Policy as Code
Practice of defining security, compliance, and governance policies as versioned, executable code, automating their verification in CI/CD pipelines.
seed#policy-as-code#opa#sentinel#compliance#governance#automation
What it is
Policy as Code defines security, compliance, and governance rules as code versioned in Git and executed automatically.

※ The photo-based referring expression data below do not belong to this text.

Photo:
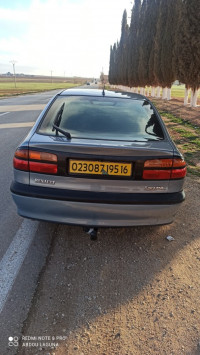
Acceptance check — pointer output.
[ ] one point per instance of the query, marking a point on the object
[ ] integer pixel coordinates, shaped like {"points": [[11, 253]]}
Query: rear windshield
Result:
{"points": [[104, 118]]}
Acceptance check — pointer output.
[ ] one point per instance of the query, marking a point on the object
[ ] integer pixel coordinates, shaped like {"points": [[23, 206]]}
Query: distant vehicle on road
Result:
{"points": [[99, 158]]}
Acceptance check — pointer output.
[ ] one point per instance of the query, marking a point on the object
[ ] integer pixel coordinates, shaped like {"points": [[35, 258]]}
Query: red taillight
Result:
{"points": [[35, 161], [20, 164], [164, 169], [178, 173], [42, 167], [156, 174]]}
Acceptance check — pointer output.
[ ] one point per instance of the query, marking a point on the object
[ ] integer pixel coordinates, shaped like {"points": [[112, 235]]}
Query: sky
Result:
{"points": [[65, 37]]}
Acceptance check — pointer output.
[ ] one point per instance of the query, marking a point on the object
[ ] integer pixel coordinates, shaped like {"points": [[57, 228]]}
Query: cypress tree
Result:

Instead of manual checklists, policies are verified programmatically.
Tools
| Tool | Use |
|---|---|
| OPA (Open Policy Agent) | General policies (K8s, APIs, Terraform) |
| HashiCorp Sentinel | Policies for Terraform Enterprise |
| AWS Config Rules | AWS compliance |
| Checkov | IaC scanning |
| Kyverno | Kubernetes-native policies |
Policy examples
- Every S3 bucket must have encryption enabled
- No security group can have port 22 open to the world
- All resources must have cost tags
- Container images must come from approved registries
Benefits
- Automated and consistent compliance
- Early feedback (shift-left)
- Auditable (Git history)
- Scalable (same policies for all teams)
Why it matters
Manual policies don't scale. Policy as code allows defining, versioning, and automatically enforcing security, compliance, and governance rules. Every infrastructure change is validated against policies before being applied, closing the gap between intention and reality.
References
- Open Policy Agent — CNCF policy engine.
- OPA Documentation — OPA, 2024. Complete policy engine documentation.
- Kyverno — CNCF, 2024. Kubernetes-native policy engine.